Il fascismo avvolge anche Pietro, uomo nuovo cresciuto per l’Impero, che assorbe le «idee fisse di conquista e missione», la patria, la maternità, la razza, il confino, la battaglia del grano, le bonifiche, l’autarchia, il lavoro nei campi, l’alleato nazista e la guerra. «I bambini diacronici non giocano alla velocità con le slitte oppure alla ritirata o all’assalto, hanno cartucce vere, i mortai esistono, i cadaveri esistono, le esplosioni non simulano, le ferite non fingono, ogni urlo risponde alla necessità che si urli». Il fascismo sorregge la vita di Pietro perché «Pietro da solo si perde», ma tra le campagne di Etiopia, Grecia e Sicilia, il soldato smarrisce il desiderio fortissimo di vincere, arde di gelosia per Michela e immagina il figlio Vasco.
Nell’appartamento del quartiere romano di Prati e «nel mezzo del secolo che si spacca come una mela, rossa di qua e nera di là», Pietro il giornalista si spezza schiacciato dagli sguardi dei morti, e complotta. «Grazie al riscatto della Resistenza, i bambini diacronici diventano antifascisti proprio perché sono stati fascisti, e così rinascono» spiega Orecchio.

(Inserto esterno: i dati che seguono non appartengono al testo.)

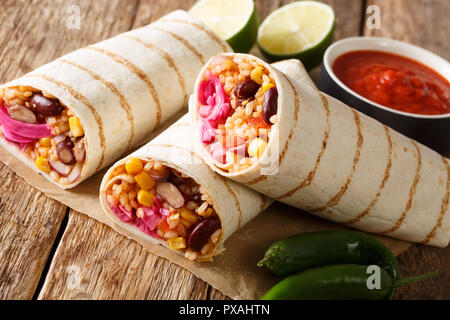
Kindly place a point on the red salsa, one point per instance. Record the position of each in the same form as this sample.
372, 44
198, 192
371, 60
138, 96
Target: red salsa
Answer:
394, 81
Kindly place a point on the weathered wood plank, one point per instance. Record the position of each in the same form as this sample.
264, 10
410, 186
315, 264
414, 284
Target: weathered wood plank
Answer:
424, 23
104, 256
33, 33
29, 223
95, 262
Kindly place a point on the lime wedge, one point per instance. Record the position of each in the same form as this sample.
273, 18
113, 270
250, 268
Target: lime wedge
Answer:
302, 30
235, 21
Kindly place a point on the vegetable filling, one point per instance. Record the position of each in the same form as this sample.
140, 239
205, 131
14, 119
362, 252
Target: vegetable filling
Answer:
237, 106
166, 205
44, 130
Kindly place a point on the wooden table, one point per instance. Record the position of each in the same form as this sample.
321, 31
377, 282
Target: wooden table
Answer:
48, 251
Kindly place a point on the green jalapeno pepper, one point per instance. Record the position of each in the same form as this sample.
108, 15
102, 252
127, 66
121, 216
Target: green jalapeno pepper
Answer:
341, 282
316, 249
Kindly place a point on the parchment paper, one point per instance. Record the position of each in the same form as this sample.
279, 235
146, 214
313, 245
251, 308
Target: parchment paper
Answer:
235, 272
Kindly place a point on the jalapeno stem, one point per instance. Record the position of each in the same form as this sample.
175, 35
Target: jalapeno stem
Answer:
263, 261
410, 280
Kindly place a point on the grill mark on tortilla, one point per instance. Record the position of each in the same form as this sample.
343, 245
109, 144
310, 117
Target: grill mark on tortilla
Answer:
338, 196
134, 69
256, 180
386, 176
183, 41
78, 96
263, 203
444, 206
296, 110
291, 132
310, 177
123, 102
164, 145
412, 192
166, 57
236, 200
212, 35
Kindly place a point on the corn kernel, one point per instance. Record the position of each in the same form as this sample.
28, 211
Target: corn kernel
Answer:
134, 166
186, 223
228, 64
267, 86
256, 147
144, 181
75, 127
187, 215
177, 243
145, 198
256, 75
42, 164
46, 142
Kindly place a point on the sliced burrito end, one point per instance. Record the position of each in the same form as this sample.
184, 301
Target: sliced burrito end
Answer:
235, 109
44, 131
165, 204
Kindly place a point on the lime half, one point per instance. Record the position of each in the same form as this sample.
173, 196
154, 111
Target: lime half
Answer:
302, 30
235, 21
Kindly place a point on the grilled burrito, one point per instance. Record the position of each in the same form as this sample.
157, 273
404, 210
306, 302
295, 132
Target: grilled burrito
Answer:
282, 137
165, 194
73, 116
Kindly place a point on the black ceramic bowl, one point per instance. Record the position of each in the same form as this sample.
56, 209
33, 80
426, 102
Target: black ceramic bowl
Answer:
431, 130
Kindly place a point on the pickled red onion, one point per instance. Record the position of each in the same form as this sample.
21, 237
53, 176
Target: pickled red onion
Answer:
207, 132
26, 130
123, 216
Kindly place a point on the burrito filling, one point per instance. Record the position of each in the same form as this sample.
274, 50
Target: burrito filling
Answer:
166, 205
237, 106
44, 130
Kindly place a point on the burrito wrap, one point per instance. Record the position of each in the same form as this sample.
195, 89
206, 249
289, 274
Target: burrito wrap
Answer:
344, 166
124, 87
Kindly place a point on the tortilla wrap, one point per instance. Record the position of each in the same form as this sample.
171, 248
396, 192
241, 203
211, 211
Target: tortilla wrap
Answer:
124, 87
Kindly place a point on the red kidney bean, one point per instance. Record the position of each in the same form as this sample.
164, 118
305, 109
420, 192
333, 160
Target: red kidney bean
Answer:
246, 89
23, 114
64, 151
171, 194
201, 233
270, 104
45, 106
78, 151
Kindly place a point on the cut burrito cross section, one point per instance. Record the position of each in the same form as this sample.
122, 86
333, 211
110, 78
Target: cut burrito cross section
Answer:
236, 106
328, 158
165, 204
70, 118
164, 193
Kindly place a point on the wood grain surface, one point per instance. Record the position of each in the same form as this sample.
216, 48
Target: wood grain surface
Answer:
91, 260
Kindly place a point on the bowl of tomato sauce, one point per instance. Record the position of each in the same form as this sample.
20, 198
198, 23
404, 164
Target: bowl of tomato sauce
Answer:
401, 85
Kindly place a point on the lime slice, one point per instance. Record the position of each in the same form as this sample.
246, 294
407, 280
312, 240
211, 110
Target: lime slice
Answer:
235, 21
302, 30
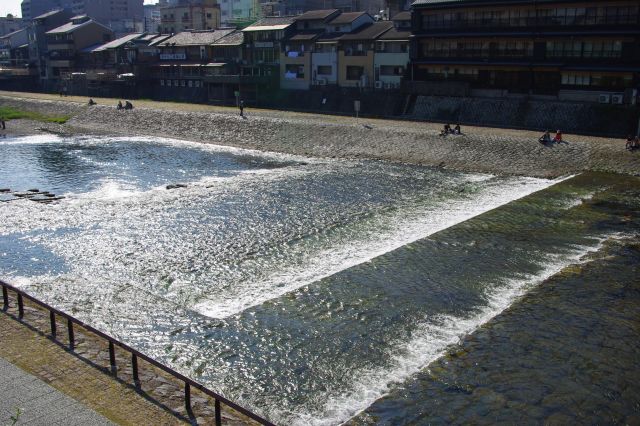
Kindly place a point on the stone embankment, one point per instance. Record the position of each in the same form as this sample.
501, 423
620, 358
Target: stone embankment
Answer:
492, 150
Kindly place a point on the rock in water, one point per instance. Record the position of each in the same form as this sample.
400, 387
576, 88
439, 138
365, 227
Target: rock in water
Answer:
176, 185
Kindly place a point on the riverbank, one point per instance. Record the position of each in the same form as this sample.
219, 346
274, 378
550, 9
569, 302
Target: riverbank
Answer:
480, 149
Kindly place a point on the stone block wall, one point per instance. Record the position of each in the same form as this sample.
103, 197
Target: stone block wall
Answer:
573, 117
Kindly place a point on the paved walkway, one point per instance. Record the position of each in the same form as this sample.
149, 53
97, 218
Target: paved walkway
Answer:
39, 403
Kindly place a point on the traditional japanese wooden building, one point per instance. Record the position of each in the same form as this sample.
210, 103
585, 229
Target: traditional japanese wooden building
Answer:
578, 50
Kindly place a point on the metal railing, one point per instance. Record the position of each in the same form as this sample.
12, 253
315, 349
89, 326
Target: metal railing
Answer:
188, 383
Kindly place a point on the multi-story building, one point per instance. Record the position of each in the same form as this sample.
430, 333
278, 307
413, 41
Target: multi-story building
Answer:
66, 43
152, 18
392, 53
11, 24
190, 15
238, 11
295, 66
325, 56
38, 48
184, 61
120, 15
571, 49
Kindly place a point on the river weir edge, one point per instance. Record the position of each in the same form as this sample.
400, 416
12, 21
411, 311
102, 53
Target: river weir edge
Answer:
485, 150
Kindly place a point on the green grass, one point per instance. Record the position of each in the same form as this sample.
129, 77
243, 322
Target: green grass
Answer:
9, 113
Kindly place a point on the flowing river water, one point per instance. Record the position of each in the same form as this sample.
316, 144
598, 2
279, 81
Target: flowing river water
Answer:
326, 291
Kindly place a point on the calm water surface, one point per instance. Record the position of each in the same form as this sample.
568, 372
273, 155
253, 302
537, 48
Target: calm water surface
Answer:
304, 289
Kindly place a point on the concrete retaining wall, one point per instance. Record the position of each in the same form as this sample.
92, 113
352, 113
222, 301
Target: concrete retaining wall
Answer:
573, 117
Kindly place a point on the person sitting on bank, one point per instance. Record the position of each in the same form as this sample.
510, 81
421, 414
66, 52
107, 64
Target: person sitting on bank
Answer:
545, 138
630, 142
558, 137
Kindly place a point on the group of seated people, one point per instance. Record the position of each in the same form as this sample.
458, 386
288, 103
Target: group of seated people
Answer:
632, 143
447, 130
127, 105
546, 137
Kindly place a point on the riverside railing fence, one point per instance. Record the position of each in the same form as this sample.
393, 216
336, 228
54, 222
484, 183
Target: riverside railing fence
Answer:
135, 355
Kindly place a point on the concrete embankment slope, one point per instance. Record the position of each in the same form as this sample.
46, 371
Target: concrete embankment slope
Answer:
480, 149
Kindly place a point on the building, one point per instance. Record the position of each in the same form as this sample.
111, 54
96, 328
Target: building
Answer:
574, 50
392, 53
38, 47
295, 66
67, 43
199, 15
11, 24
120, 15
152, 18
325, 56
184, 62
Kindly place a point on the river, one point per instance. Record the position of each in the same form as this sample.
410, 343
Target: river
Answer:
320, 291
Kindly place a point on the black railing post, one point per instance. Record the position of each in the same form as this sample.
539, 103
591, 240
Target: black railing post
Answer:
218, 413
72, 342
187, 396
20, 306
52, 320
112, 357
5, 298
134, 368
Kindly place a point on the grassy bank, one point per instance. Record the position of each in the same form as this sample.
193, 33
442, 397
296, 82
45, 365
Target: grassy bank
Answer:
9, 113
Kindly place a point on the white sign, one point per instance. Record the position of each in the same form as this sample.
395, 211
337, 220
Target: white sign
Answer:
173, 56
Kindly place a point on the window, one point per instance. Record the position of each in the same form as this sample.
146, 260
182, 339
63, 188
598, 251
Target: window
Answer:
354, 72
293, 71
324, 70
391, 70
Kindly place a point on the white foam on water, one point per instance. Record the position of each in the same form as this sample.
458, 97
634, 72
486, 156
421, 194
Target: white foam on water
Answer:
405, 228
429, 341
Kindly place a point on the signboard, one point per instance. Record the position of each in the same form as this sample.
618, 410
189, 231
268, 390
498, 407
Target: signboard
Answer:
173, 56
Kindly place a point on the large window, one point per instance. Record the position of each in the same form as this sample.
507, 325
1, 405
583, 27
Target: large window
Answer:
477, 49
529, 16
324, 70
587, 49
354, 72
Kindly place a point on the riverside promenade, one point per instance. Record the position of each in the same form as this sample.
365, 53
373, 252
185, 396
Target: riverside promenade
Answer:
84, 376
25, 399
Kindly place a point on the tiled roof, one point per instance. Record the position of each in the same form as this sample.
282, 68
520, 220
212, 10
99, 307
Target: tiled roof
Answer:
118, 42
70, 27
195, 38
234, 38
394, 34
271, 23
48, 14
305, 36
346, 18
369, 32
314, 15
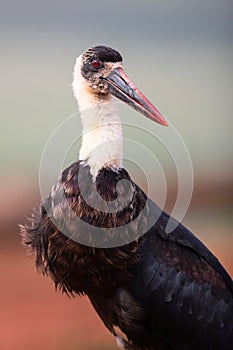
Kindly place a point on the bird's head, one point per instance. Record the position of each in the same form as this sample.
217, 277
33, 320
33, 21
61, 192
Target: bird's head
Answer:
99, 74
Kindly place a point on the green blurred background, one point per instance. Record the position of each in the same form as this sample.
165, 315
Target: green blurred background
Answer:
180, 54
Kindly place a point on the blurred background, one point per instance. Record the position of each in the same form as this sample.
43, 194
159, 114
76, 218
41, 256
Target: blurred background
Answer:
180, 54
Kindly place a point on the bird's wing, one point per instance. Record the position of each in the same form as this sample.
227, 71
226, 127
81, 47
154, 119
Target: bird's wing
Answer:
185, 290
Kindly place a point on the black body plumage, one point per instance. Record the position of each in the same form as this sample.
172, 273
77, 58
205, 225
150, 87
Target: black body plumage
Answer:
163, 290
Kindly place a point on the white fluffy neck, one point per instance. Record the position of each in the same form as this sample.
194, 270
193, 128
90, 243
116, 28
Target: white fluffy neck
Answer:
102, 131
102, 138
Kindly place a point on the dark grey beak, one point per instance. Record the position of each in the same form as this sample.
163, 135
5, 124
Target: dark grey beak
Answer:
121, 87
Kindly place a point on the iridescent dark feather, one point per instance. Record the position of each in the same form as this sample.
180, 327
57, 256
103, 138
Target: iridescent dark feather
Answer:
163, 291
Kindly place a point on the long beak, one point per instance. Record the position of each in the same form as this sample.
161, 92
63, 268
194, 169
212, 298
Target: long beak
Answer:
121, 87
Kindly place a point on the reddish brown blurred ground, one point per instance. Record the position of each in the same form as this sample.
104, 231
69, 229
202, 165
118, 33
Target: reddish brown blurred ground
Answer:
33, 316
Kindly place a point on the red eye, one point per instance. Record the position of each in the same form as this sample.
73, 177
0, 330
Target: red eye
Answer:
96, 63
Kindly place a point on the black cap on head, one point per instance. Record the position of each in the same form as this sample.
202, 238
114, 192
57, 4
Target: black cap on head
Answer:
103, 53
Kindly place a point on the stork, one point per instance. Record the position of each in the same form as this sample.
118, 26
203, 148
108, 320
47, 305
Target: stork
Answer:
156, 291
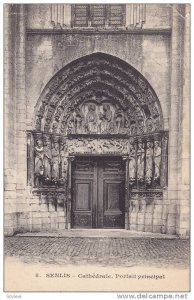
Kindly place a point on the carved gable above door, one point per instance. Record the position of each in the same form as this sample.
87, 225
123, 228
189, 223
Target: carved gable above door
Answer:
98, 94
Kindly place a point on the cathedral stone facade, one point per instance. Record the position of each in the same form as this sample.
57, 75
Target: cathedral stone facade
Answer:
97, 117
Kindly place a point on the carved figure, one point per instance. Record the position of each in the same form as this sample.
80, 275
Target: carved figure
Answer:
63, 160
149, 125
132, 165
157, 161
47, 159
79, 121
38, 122
55, 124
149, 163
140, 162
55, 160
133, 128
91, 118
106, 126
141, 128
39, 155
119, 120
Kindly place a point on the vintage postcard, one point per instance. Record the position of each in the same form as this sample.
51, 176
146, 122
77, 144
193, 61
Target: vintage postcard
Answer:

Pietro riceve le storie da Radio Londra, la carne dal mercato nero, l’armistizio da Badoglio, la Repubblica di Salò da M. e la liberazione dagli angloamericani e affossa la vergogna del passato nero in un padre rosso.
Barricato nel partito comunista di Palmiro Togliatti, Pietro spera suture di identità, ma il secolo travolge la spezzatura e squarcia i crimini di Stalin, le denunce di Kruscev, la perestrojka di Gorbacev, la fine del regno, la tenacia di Almirante, la salvezza di Berlinguer, i crateri nella piazza di Brescia e alla stazione di Bologna, gli schermi di Berlusconi, la Seconda Repubblica. «La storia non mi ha lasciato mai in pace. Non ho mai preso fiato, ho fatto quanto potevo».
Nel tempo del biancore e della rassegnazione, Pietro è accudito dalle lettere di Michela, fedele nella tenerezza dell’inchiostro, dalla vecchia Olivetti, dalle poesie di Montale e dalle copie dell’Unità. «L’ombra del tramonto di mio padre Alfredo si è allungata su tutta la vita di Migliorisi, che ne estremizza gli aspetti di sfortuna, solitudine e infelicità» spiega Orecchio.
Ma i bambini diacronici e la storia raccontano la verità? Fidarsi dei bambini diacronici è impossibile. «La storia è sempre da interrogare, soprattutto per noi che veniamo dopo e siamo cittadini del paese che, prima di inventare la forte volontà antifascista che ha gettato le basi della democrazia e della Costituzione, ha inventato il fascismo. La storia deve restare aperta, per non ricadere negli stessi errori».